Originating from experience with military casualties, haemostatic resuscitation has emerged as a strategy to prevent the lethal triad in patients who are predicted to require massive transfusion. This strategy dictates transfusion of packed red blood cells, plasma, platelets and cryoprecipitate in a 1 : 1 : 1 : 1 ratio while minimizing the use of crystalloid. It is designed to avoid the dilutional coagulopathy associated with traditional crystalloid and packed red blood cell resuscitation. Multiple retrospective studies from both military and civilian sources have shown an association between haemostatic resuscitation and reduced mortality6, 7. While this high ratio approach to transfusion appears superior to traditional resuscitation, it is not optimal in correcting coagulopathy.

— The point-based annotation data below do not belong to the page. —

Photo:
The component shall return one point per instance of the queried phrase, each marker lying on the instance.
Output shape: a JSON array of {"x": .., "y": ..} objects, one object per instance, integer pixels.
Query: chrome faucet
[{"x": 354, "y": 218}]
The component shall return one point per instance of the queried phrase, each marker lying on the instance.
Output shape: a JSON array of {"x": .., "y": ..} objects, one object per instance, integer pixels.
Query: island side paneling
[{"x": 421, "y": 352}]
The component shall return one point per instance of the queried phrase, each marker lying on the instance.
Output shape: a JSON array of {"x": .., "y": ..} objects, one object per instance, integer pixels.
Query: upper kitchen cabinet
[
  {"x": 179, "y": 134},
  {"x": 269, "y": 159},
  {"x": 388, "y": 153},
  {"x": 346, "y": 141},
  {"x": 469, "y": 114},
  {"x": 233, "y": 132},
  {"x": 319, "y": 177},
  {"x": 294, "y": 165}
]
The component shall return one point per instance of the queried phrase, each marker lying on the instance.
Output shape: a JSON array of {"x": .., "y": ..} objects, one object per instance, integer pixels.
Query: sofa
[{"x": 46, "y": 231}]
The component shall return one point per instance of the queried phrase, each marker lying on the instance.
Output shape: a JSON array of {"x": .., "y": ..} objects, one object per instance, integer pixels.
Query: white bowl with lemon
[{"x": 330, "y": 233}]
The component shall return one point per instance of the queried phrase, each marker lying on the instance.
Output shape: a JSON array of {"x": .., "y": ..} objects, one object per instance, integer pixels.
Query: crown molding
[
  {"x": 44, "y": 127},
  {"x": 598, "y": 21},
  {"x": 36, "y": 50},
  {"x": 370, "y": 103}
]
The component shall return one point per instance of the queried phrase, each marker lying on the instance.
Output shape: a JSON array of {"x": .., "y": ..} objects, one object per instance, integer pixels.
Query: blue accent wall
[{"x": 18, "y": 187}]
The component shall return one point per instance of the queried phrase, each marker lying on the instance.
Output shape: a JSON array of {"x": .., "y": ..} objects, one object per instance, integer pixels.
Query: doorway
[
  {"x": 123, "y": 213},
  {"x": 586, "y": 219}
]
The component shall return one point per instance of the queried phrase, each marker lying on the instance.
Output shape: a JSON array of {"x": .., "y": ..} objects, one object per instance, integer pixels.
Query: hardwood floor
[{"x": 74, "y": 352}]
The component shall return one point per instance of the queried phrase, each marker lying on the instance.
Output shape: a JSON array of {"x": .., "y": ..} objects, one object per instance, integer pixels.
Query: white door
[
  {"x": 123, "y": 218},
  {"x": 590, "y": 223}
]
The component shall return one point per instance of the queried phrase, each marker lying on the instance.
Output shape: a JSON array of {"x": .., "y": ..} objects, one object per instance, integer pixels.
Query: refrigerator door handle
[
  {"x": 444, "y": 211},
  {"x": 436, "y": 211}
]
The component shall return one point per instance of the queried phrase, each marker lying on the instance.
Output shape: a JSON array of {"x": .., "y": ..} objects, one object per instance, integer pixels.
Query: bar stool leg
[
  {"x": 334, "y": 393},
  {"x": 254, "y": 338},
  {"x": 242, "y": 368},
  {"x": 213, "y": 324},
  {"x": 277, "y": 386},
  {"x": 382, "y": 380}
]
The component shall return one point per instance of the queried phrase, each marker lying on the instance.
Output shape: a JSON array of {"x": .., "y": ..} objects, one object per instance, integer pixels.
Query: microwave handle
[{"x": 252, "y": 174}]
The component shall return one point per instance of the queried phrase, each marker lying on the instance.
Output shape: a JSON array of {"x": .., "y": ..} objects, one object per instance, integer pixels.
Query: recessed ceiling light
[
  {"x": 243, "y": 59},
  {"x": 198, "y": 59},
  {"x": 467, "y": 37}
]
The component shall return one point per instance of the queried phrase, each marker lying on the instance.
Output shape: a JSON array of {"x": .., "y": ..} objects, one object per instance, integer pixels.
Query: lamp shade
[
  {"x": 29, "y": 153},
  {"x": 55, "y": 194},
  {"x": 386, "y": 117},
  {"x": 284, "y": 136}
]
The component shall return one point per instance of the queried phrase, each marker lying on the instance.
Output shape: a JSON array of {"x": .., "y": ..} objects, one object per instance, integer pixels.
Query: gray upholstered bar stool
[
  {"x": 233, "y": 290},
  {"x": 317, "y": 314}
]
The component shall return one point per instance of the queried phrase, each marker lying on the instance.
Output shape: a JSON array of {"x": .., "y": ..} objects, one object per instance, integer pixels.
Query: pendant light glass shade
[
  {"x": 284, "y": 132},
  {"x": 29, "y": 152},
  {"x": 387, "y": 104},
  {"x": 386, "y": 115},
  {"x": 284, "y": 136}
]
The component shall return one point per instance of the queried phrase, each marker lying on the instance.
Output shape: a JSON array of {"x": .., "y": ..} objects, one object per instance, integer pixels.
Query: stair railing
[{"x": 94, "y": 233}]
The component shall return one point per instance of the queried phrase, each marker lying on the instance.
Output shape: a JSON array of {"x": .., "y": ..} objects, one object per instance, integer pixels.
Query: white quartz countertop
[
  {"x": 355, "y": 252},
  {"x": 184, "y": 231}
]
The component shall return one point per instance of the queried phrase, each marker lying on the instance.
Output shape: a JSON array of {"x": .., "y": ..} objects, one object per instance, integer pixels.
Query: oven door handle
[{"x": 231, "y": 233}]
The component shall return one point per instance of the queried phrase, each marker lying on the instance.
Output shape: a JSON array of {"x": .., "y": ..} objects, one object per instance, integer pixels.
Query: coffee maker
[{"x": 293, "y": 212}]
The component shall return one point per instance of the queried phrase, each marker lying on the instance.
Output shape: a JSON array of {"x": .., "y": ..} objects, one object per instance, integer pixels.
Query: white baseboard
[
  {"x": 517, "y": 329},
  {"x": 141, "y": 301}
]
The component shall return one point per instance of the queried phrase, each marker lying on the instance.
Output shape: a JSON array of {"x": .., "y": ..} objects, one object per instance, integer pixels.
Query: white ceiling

Transfusion of 1 unit of packed red blood cells, 1 unit of fresh frozen plasma, 1 unit of platelets and 1 unit of cryoprecipitate yields a haematocrit of 29 per cent, a platelet count of 87 000/mm3, 65 per cent coagulation activity and 750 mg fibrinogen. A single unit of fresh whole blood yields a haematocrit between 38 and 44 per cent, a platelet count between 150 000/mm3 and 400 000/mm3, 100 per cent clotting factor activity and 1500 mg fibrinogen8. The use of whole blood in the military setting was associated with improved survival compared with component therapy in a retrospective analysis9.

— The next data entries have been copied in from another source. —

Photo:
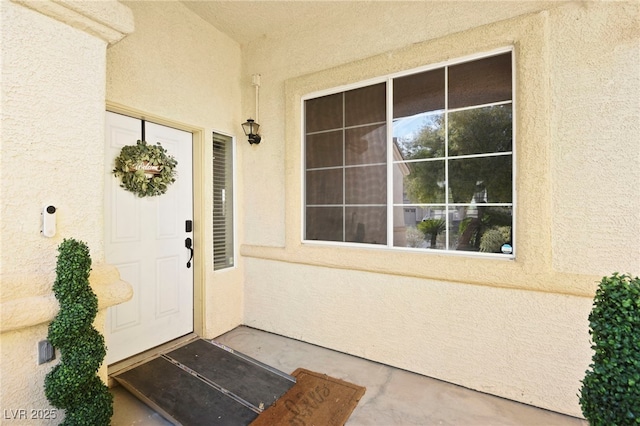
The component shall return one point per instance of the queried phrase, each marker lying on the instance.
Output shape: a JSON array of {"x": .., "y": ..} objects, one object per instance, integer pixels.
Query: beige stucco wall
[
  {"x": 53, "y": 72},
  {"x": 178, "y": 68},
  {"x": 519, "y": 328}
]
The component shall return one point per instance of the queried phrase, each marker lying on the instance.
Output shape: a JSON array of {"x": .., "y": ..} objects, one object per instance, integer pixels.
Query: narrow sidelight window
[{"x": 223, "y": 228}]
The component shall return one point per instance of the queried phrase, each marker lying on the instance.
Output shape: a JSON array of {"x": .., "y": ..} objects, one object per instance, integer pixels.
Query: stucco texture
[
  {"x": 517, "y": 328},
  {"x": 52, "y": 153}
]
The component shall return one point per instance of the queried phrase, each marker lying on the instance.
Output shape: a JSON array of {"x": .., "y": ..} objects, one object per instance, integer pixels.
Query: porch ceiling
[
  {"x": 248, "y": 20},
  {"x": 245, "y": 21}
]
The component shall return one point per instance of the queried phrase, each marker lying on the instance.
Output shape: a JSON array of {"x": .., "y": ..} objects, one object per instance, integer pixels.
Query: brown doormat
[{"x": 315, "y": 399}]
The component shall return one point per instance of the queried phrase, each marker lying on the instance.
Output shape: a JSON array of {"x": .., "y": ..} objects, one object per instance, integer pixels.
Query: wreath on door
[{"x": 146, "y": 170}]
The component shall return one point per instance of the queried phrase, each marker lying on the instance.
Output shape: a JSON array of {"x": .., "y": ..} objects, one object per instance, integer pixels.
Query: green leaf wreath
[{"x": 146, "y": 170}]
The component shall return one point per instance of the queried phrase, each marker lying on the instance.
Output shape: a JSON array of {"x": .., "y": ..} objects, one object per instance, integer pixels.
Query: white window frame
[{"x": 390, "y": 163}]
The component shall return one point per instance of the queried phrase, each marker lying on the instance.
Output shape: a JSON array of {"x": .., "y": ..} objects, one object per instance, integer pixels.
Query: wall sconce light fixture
[{"x": 250, "y": 128}]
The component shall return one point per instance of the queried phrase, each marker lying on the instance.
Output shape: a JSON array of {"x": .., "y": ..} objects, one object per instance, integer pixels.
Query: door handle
[{"x": 189, "y": 245}]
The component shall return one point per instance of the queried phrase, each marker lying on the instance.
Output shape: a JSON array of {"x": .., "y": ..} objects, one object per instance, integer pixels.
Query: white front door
[{"x": 145, "y": 239}]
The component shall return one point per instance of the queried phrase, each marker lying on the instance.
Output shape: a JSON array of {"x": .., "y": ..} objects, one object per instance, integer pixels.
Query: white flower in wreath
[{"x": 146, "y": 170}]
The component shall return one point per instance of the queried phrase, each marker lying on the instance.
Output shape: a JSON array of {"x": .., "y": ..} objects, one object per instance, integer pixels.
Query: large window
[{"x": 422, "y": 160}]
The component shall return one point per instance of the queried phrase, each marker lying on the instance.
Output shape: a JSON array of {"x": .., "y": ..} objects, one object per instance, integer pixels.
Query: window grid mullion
[
  {"x": 344, "y": 174},
  {"x": 390, "y": 165},
  {"x": 447, "y": 239}
]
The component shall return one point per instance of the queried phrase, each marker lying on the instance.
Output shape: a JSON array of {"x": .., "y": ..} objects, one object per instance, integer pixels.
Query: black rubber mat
[
  {"x": 255, "y": 383},
  {"x": 204, "y": 384}
]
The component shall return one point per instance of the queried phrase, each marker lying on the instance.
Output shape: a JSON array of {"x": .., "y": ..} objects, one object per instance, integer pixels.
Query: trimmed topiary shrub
[
  {"x": 610, "y": 393},
  {"x": 73, "y": 385}
]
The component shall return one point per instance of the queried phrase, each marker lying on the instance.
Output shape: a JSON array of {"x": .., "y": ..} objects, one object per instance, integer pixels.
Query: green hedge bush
[
  {"x": 73, "y": 385},
  {"x": 610, "y": 393}
]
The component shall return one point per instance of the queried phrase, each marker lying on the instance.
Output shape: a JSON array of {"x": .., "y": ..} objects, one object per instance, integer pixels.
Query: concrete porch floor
[{"x": 393, "y": 396}]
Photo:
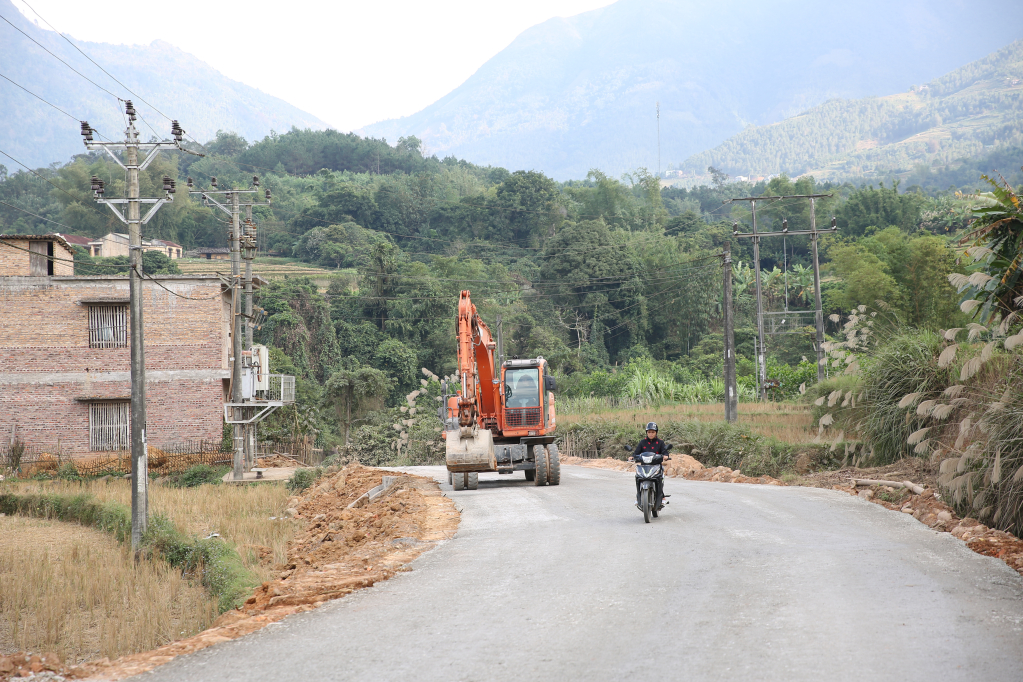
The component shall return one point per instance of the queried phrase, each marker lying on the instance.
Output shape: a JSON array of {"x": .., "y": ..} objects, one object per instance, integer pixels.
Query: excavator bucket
[{"x": 473, "y": 452}]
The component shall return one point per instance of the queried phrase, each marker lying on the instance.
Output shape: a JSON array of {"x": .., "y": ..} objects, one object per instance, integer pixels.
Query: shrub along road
[{"x": 731, "y": 582}]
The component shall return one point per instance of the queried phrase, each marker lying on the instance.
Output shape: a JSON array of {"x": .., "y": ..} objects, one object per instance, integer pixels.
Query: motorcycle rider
[{"x": 653, "y": 445}]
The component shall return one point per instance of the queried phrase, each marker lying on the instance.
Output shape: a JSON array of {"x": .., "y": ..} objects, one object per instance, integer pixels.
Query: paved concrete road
[{"x": 734, "y": 582}]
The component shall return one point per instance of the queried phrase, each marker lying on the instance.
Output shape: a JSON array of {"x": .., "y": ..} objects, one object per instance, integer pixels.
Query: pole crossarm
[{"x": 774, "y": 198}]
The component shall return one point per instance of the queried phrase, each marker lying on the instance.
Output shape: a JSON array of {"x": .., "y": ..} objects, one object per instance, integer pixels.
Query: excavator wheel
[
  {"x": 553, "y": 465},
  {"x": 540, "y": 454}
]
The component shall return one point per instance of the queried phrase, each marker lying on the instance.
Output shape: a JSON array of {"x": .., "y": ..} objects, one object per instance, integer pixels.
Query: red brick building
[{"x": 64, "y": 358}]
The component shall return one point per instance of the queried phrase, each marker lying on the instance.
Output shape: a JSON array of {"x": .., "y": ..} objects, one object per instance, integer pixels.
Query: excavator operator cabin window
[{"x": 522, "y": 388}]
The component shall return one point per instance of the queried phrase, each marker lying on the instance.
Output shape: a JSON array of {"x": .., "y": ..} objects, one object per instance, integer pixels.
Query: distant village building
[
  {"x": 116, "y": 243},
  {"x": 35, "y": 256},
  {"x": 213, "y": 253},
  {"x": 64, "y": 359}
]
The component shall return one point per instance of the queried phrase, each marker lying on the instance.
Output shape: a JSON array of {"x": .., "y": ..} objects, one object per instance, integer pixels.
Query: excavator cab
[{"x": 501, "y": 418}]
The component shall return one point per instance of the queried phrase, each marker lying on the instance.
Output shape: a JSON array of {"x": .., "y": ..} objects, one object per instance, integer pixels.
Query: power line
[
  {"x": 59, "y": 59},
  {"x": 11, "y": 206}
]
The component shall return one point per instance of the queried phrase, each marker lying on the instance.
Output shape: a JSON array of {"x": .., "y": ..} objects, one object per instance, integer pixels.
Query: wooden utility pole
[
  {"x": 238, "y": 428},
  {"x": 761, "y": 367},
  {"x": 762, "y": 376},
  {"x": 730, "y": 390},
  {"x": 818, "y": 318},
  {"x": 135, "y": 221}
]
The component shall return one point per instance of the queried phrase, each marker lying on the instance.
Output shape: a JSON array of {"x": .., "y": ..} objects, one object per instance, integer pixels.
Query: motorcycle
[{"x": 650, "y": 474}]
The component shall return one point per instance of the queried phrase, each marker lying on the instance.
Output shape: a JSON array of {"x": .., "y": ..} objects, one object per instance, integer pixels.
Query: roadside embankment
[
  {"x": 927, "y": 507},
  {"x": 340, "y": 549}
]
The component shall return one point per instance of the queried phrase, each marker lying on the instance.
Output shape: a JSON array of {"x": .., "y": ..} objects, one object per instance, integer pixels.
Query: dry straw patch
[
  {"x": 251, "y": 517},
  {"x": 51, "y": 600},
  {"x": 789, "y": 422}
]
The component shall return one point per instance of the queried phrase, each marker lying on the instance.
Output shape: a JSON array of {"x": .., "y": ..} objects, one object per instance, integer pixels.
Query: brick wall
[
  {"x": 47, "y": 327},
  {"x": 47, "y": 414},
  {"x": 14, "y": 258},
  {"x": 48, "y": 371}
]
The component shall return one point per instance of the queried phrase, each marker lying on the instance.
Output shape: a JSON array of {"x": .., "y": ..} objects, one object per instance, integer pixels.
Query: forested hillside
[
  {"x": 972, "y": 110},
  {"x": 615, "y": 281}
]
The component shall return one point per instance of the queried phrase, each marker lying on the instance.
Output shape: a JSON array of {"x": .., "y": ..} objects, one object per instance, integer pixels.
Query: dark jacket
[{"x": 647, "y": 445}]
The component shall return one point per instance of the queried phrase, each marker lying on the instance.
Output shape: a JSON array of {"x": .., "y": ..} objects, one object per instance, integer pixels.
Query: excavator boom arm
[{"x": 477, "y": 365}]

The use of procoagulant concentrates to avoid or correct coagulopathy is increasing. These agents are rapidly available and correct coagulopathy without large volume transfusions. In prospective randomized trials, recombinant factor VIIa reduced the need for allogenic transfusions and massive transfusions, and reduced the incidence of adult respiratory distress syndrome in patients suffering from blunt trauma10, 11. Prothrombin complex concentrate (PCC) is derived from human plasma and contains variable amounts of factors II, VII, IX and X. Three thousand units of PCC will replace 40–80 per cent of normal factor activity. Fibrinogen concentrate is also available as a lyophilized powder derived from human plasma. Reconstituted fibrinogen concentrate has a concentration similar to that of cryoprecipitate (1 g/50 ml). In a study of 131 severely injured patients who required 5 units or more of packed red blood cells, fibrinogen concentrate and PCC were given as first-line therapies for coagulopathy based on thromboelastography. Transfusion of fresh frozen plasma and cryoprecipitate was avoided in the vast majority of patients and outcomes were better than predicted12.

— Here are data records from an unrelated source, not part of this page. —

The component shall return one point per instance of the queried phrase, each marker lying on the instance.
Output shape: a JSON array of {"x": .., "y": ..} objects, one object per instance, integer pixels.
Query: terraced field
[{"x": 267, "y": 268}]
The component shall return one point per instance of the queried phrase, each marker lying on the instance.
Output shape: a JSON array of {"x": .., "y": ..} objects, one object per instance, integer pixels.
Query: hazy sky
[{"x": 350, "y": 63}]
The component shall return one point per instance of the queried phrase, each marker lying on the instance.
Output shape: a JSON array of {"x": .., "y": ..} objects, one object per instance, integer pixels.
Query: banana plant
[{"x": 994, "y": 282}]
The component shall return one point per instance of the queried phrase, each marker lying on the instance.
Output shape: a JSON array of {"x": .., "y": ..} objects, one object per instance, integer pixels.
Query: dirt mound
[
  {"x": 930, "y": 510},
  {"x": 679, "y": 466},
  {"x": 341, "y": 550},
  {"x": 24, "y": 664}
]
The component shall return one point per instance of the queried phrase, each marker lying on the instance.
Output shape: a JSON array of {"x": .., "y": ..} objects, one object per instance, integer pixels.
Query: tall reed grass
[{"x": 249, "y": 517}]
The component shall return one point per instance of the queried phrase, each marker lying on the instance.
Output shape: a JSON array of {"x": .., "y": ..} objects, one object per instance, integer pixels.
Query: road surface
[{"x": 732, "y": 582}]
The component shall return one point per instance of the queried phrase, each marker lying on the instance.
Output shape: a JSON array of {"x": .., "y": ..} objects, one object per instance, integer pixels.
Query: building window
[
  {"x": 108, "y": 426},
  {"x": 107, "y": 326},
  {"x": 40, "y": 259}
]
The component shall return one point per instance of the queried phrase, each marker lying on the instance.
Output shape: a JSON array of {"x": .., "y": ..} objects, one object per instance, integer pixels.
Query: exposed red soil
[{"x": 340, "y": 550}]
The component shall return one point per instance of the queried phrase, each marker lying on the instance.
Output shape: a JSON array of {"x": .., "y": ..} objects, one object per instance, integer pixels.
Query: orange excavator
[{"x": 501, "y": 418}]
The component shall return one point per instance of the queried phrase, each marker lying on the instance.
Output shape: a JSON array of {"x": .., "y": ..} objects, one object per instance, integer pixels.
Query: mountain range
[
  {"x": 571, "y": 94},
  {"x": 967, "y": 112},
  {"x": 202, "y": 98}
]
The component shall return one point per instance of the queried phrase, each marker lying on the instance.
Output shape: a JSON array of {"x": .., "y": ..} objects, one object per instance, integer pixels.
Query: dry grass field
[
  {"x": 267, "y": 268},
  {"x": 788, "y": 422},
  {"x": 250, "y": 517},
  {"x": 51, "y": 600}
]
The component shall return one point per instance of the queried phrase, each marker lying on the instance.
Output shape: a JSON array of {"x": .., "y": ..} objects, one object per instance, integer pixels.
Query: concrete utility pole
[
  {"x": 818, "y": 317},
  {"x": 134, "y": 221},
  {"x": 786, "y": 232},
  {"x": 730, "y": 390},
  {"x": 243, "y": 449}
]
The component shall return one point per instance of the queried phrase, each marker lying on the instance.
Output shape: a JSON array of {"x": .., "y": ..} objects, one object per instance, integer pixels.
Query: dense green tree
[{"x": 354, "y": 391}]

The advent of new technologies and strategies for the management of severely injured patients is already impacting on the damage control paradigm. A focus on rapid control of haemorrhage followed by directed resuscitation with agents that prevent or correct coagulopathy, together with avoidance of over-resuscitation with crystalloid, will reduce the need for damage control. In this new paradigm, patients with bleeding will be brought to the operating room where the bleeding can be rapidly stopped. Coagulopathy will be corrected with concentrates and directed component therapy as necessary, crystalloid therapy will be minimized and definitive therapy completed at the first operation in patients who are warm, well perfused and without coagulopathy.